You can of course select multiple columns:

artists.select(
    pl.col("Gender"),
    pl.col("Nationality")
)

shape: (15_916, 2)

Gender	Nationality
str	str
"male"	"American"
"male"	"Spanish"
"male"	"American"
"male"	"American"
"male"	"Danish"
…	…
"male"	"Polish"
null	"Russian"
"male"	"Russian"
null	"French"
null	"German"

Selecting row

You can select all the rows matching some condition with the function filter:

artists.filter(pl.col("Gender") == "transgender woman")

shape: (1, 9)

ConstituentID	DisplayName	ArtistBio	Nationality	Gender	BeginDate	EndDate	Wiki QID	ULAN
i64	str	str	str	str	i64	i64	str	i64
135972	"Evelyn Taocheng Wang"	"Dutch, born China 1981"	"Dutch"	"transgender woman"	1981	0	null	null

Not a very represented group!

You can combine conditions:

artists.filter(
    pl.col("Gender") == "female",
    pl.col("Nationality") == "American",
)

shape: (1_186, 9)

ConstituentID	DisplayName	ArtistBio	Nationality	Gender	BeginDate	EndDate	Wiki QID	ULAN
i64	str	str	str	str	i64	i64	str	i64
10	"Irene Aronson"	"American, born Germany 1918"	"American"	"female"	1918	0	"Q19748568"	500042413
21	"Ruth Asawa"	"American, 1926–2013"	"American"	"female"	1926	2013	"Q7382874"	500077806
31	"Dana Atchley"	"American, 1941–2000"	"American"	"female"	1941	2000	null	null
41	"Berenice Abbott"	"American, 1898–1991"	"American"	"female"	1898	1991	"Q231861"	500020631
61	"Alice Adams"	"American, born 1930"	"American"	"female"	1930	0	"Q4725709"	500033075
…	…	…	…	…	…	…	…	…
141044	"Elizabeth Browning Jackson"	"American, born 1948"	"American"	"female"	1948	0	null	null
141278	"Allison McCann"	"American, born 1989"	"American"	"female"	1989	0	null	null
141280	"Yuliya Parshina-Kottas"	"Russian-American, born 1982"	"American"	"female"	1982	0	null	null
141284	"Audra D.S. Burch"	"American, born 1966"	"American"	"female"	1966	0	null	null
141618	"Sarah Friedland"	"American, born 1992"	"American"	"female"	1992	0	null	null

Your turn:

How many Afghan artists are there in this dataset?

Based on what we learnt, there are 2 different ways to get to that info.

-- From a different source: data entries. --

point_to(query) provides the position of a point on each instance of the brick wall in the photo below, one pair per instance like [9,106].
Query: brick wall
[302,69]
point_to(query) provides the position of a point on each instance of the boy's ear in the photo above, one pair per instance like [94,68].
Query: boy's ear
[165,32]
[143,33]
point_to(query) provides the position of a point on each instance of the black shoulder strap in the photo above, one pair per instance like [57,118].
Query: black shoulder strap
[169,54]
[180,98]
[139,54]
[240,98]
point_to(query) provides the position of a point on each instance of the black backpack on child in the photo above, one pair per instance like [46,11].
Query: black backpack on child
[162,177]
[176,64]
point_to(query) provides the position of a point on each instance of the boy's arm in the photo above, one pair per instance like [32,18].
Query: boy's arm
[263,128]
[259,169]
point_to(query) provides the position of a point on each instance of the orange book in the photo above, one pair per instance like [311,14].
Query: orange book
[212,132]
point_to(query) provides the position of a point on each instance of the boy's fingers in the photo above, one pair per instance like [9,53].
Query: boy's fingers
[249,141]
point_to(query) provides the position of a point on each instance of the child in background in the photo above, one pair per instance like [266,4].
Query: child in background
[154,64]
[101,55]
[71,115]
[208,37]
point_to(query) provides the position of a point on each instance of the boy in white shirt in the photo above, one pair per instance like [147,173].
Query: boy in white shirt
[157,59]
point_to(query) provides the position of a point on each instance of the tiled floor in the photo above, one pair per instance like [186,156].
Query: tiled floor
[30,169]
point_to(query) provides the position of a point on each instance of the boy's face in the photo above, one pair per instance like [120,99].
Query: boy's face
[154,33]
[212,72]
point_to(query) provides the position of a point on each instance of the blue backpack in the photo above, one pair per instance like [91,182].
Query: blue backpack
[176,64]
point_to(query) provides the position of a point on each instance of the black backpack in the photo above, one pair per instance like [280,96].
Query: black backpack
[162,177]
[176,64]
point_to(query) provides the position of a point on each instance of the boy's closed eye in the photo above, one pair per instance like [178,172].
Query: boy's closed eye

Can you come up with both of them?

Switching to a new dataset

Looking at this repository from the MoMA again, try to load in Python the data for the artworks and print it.

How many nationalities are represented in this dataset?

Create a new DataFrame showing the years and the number of artworks for each year.